Freilich gibt es richtig konkrete Streitpunkte, mit unterschiedlichen Positionen auch innerhalb der SPD, vom Niedriglohnsektor - "Leiharbeit in Deutschland ist auf einem Höchststand", sagte Martin Schulz in seiner Rede beim SPD-Parteitag vor einer Woche - bis zur Bürgerversicherung und dem Familiennachzug. Mit den Stationen Abgeltungssteuer und Mehrwertsteuer, wie ihm der kritische Beobachter der Wirtschaftspublikation Makroskop vorhält. "Wir haben uns ehrgeizige Ziele gesetzt", sagte Schulz bei der Pressekonferenz.

Auch innerhalb der SPD gibt es "großes Misstrauen gegenüber der Neuauflage der GroKo, der Union und der Kanzlerin Merkel", wie Sarah Philipp, stellvertretende Vorsitzende der Landtagsfraktion im nicht ganz kleinen, unbedeutenden NRW dem Deutschlandfunk erklärte.

ARD-DeutschlandTrend: GroKo zieht

Doch geben Umfragen, die in der Politik allen abwiegelnden Vorbehalten zum Trotz als Trends wichtig genommen werden, dem Kurs der SPD recht. Die Parole von der Verantwortlichkeit, die der Bundespräsident, frühere SPD-Grande und federführender Mitgestalter der Agenda 2010, Steinmeier, seit Wochen ins öffentliche Gewissen der Republik meißelte, sie zieht.

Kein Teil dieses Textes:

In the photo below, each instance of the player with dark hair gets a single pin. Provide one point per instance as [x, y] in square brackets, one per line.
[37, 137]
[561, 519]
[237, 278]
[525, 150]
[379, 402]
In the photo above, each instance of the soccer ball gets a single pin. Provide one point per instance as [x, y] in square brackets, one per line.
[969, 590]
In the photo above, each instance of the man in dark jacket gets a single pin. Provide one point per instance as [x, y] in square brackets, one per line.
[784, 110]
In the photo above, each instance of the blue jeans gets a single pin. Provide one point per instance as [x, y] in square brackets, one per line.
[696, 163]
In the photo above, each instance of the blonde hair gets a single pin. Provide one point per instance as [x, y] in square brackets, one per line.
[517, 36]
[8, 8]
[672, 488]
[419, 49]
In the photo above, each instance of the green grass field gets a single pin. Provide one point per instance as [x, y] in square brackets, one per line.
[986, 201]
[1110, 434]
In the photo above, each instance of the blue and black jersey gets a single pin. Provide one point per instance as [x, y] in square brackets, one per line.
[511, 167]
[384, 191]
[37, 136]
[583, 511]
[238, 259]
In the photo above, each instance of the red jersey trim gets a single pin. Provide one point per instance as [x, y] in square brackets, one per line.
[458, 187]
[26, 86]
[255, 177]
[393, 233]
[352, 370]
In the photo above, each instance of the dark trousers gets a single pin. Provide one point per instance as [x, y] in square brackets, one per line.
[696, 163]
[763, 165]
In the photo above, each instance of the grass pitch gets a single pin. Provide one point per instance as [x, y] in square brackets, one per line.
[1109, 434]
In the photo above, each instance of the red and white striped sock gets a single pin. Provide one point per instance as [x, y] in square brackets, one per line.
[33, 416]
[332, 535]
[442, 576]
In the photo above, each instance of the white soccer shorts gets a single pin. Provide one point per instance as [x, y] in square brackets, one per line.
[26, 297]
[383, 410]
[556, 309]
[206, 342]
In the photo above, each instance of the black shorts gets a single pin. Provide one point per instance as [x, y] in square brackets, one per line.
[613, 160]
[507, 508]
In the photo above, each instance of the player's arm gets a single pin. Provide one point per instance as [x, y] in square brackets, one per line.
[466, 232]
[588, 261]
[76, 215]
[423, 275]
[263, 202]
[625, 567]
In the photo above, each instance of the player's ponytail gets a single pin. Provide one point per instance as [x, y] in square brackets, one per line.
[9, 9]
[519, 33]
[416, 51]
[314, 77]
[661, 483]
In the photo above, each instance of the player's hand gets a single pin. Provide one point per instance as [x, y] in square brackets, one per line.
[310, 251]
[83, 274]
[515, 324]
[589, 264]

Die meisten Deutschen wünschen sich wieder eine Großen Koalition. In einer Umfrage von infratest dimap für das ARD-Morgenmagazin finden 61 Prozent der Wahlberechtigten eine mögliche Neuauflage der Regierungskoalition aus CDU/CSU und SPD sehr gut oder gut. Im Vergleich zum DeutschlandTrend vom 7. Dezember 2017 sind das 16 Prozentpunkte mehr. Seit zwei Monaten steigt kontinuierlich die Zustimmung zu einer GroKo. Im DeutschlandTrend Anfang Oktober fand eine Große Koalition nur 33 Prozent Zustimmung, Anfang November dann 37 Prozent. Nach dem Scheitern der Jamaika-Verhandlungen lag die Zustimmung Anfang Dezember bereits bei 45 Prozent.

Tagesschau

Eine Minderheitsregierung mag die Kanzlerin Merkel nicht und wird darin von 59 Prozent der etwa 1.000 Teilnehmer der Infratest dimap Umfrage bestätigt. Laut Sonntagsfrage würde eine Neuwahl zum derzeitigen Zeitpunkt wenig Veränderungen bringen.

Die Union käme auf 32 Prozent, die SPD auf 20%, die AfD würde auch nur wenig hinzugewinnen, sie käme auf 13 Prozent, die FDP würde verlieren und wie die Linke bei neun Prozent landen. Die Grünen kämen auf 12 Prozent.